Global development delegates from around the world gathered in Nairobi in late August 2016 for the Sixth Tokyo International Conference on African Development (TICAD VI). It was the first-ever summit to be held in Africa in the organization’s 20-year history. InterMedia attended to gain firsthand insight into the most pressing issues affecting Africa’s future development, particularly those around financial inclusion.
Financial inclusion across Africa, especially in COMESA countries, is indeed one of those hot topics and one that is highly relevant for InterMedia’s Financial Inclusion Insights (FII) Program, currently in its fourth year (www.finclusion.org).
Recommendations for Advancing the Use of Financial Services
TICAD VI representatives presented four thematic areas that have to be addressed to bolster financial services. They are:
- Policy and Regulatory Framework
- Consumer Protection
- Capacity Building
The FII data also suggest the first two areas, policy and regulatory framework, and consumer protection, as related to transparency in financial services, are priorities and need immediate action.
And, there are various realities that become important to address within each of these thematic areas.
Lack of transparency impedes consumer protection and requires effective policy
The FII findings show that transparency is a barrier to opening an account, particularly in Uganda. Financial Inclusion Insights Uganda (2015) found that one of the main reasons the unbanked do not have a bank account is due to perceived high fees, as well as lack of knowledge around the fees that they, as consumers, might incur. This is a key barrier to bringing up those at the bottom of the pyramid in Uganda and other African countries. The issue of transparency will continue to be a key factor in future consumer protection policy discussions as stakeholders develop regulatory environments conducive to advancing financial inclusion in Africa.
The last two areas, innovations and capacity building, speak more to service delivery and active use, which encounter their own challenges.
True financial inclusion is not just about getting people to register for a formal financial account. Instead, it is about facilitating a person’s regular and active engagement in financial activities, such as saving and borrowing, so that a consumer is better equipped to deal with day-to-day financial responsibilities, as well as emergencies. So, the first challenge is getting consumers their own accounts, and the second is getting them to use it.
Conference stakeholders acknowledged the same barriers to meeting both of these challenges that we see in our data: financial literacy and widespread poverty.

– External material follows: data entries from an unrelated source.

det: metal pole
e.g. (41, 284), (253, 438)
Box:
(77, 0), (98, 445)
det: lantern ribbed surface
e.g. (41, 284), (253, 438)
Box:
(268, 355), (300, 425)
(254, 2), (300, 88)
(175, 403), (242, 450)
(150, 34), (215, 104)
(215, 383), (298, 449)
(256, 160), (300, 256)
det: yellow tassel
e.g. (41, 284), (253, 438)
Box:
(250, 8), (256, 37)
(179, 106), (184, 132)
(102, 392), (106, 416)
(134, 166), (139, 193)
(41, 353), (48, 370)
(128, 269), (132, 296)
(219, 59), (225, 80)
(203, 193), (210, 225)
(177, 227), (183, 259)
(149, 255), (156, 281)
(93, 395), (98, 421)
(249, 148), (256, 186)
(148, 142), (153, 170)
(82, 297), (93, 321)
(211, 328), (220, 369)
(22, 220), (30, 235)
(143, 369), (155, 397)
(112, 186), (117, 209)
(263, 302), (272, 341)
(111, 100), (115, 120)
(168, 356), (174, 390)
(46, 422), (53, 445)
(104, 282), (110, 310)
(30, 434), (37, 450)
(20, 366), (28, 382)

Financial literacy factors into innovations
Our research shows the lack of financial literacy, including not understanding the value in being included, hinders individuals from taking up formal financial services. Financial literacy training needs to convey the concept that having the ability to save money through a financial mechanism leads to the ability to borrow and, in turn, enables an individual to get ahead financially and is fundamental to improving one’s life. The big questions that need to be addressed include what type of financial literacy training is sufficient, can it be included in the primary education curriculum, as suggested by TICAD VI, and, long-term, what is the efficacy of the training. Essentially, what type of training will enable consumers to appreciate the benefits of inclusion and will the digital ecosystem support the propagation of financial inclusion? FII tracks literacy and numeracy across its countries for better visibility into what it will take to equip a portion of the population with financial services they can use.

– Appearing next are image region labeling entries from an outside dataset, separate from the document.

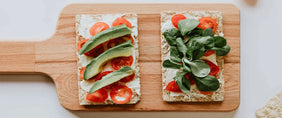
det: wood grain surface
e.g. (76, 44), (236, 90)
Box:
(0, 4), (240, 111)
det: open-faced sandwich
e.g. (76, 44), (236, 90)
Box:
(161, 11), (230, 102)
(76, 14), (141, 105)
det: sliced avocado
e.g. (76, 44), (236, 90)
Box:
(89, 66), (134, 94)
(83, 40), (134, 80)
(78, 24), (132, 54)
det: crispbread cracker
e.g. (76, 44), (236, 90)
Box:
(76, 13), (141, 105)
(161, 11), (224, 102)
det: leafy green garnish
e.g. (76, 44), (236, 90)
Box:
(194, 75), (220, 92)
(164, 28), (181, 46)
(163, 19), (230, 93)
(213, 36), (226, 47)
(163, 59), (181, 69)
(178, 19), (199, 36)
(170, 46), (182, 63)
(176, 38), (188, 57)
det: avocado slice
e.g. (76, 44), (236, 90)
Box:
(89, 66), (134, 94)
(83, 40), (134, 80)
(78, 24), (132, 55)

Widespread poverty challenges capacity building
It is the continent’s technology revolution that will help empower stakeholders to achieve poverty reduction and sustainable growth. New technologies have made financial services faster, easier and more affordable to the masses. In Kenya, these innovations have helped increase the country’s financially included population and have gradually reduced poverty. The same needs to happen in other African countries. Conference stakeholders stressed just how imperative it is that financial and technology services providers foster partnerships that will begin to include more of those below the poverty line in the digital financial services ecosystem.
Astutely, the TICAD VI forum for African financial inclusion acknowledged that many different stakeholders and market players have to come together and identify tailored approaches to fit each country’s needs, if the African region is to increase financial inclusion. FII tracking data suggest the same. In Uganda, for example, affordable access to mobile phones is a priority. In Kenya, mobile phone access is widespread and users understand the value of being financially included, but the digital ecosystem needs products that directly speak to their needs. The bottom line is that financial inclusion initiatives and partnerships will have to respond to each country’s different challenges if more financially excluded individuals are going to be included.
InterMedia began tracking and measuring financial inclusion across Africa and Asia in 2013 through the Financial Inclusion Program (FII), focusing on Kenya, Nigeria, Uganda and Tanzania as well as India, Indonesia, Bangladesh and Pakistan. Our ongoing financial inclusion work also takes us to Ghana, Rwanda, Zambia, Mozambique, Senegal, Benin and Cote d’Ivoire. Across all countries, our key research matrices are finely focused towards triggers and barriers of financial inclusion. Over time, the research is allowing us to identify gaps in the market and methods for closing those gaps.